Leather is one of the most vulnerable types of seating when it comes to moisture. It’s a fairly porous surface, which promotes the trapping of water. Over long periods of time, mold and other bacteria can form in deep pores that can’t be cleaned out without a deep scrub, which is damaging to the seat. Leaving leather in humid conditions for long periods of time will wear it out faster as well, resulting in stress marks on the surface of the seat.
Vinyl is more resistant to water than leather, but it’s still not invincible. This material tends to crack easily over time. Sometimes the damage is visible, while other times it’s hidden along seams or at the base of the seat. When cracks are present, moisture can wreak havoc on the life of the seat, as well as be breeding grounds for bacteria.
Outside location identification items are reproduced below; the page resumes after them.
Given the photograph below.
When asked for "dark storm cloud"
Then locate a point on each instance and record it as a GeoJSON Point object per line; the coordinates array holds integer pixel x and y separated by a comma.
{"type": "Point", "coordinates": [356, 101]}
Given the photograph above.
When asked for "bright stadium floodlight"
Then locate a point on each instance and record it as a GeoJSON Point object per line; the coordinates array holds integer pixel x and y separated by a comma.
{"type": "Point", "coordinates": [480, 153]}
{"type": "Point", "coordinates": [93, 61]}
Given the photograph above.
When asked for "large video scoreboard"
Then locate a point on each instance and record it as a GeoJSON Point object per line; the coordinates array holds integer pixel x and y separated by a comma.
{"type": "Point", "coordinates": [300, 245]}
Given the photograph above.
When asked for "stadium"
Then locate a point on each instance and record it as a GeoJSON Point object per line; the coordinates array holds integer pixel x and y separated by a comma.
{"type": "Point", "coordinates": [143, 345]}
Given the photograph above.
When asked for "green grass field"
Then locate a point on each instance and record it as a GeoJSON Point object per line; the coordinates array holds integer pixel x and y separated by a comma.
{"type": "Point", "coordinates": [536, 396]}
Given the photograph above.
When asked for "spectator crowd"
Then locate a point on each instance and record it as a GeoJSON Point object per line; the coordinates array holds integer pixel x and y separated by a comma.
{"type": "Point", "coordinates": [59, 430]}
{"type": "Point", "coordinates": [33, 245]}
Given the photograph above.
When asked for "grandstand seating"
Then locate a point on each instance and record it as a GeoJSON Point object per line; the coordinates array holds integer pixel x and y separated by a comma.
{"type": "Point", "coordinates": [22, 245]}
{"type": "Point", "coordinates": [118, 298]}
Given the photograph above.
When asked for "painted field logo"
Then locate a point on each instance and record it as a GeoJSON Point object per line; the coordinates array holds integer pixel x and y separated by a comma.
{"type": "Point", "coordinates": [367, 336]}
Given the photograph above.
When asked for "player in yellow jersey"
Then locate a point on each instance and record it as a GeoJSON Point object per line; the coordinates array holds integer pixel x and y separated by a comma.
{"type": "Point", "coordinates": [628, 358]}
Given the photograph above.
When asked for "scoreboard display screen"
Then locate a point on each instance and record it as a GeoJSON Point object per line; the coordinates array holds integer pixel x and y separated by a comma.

Not many car seats are made of polyester, but several brands choose this material for seat covers. If you live in a humid environment, using a polyester seat cover is ill advised. The material absorbs and slowly expands with moisture. Likewise, it slowly expends the water it has collected. Stored moisture will find its way between the cover and the seat below. If there is damage underneath, this leads to even more problems.
This generally is a safe choice. Neoprene is a water resistant material, and so as long as the entire seat is encased with neoprene there is little risk of moisture being absorbed by the seat.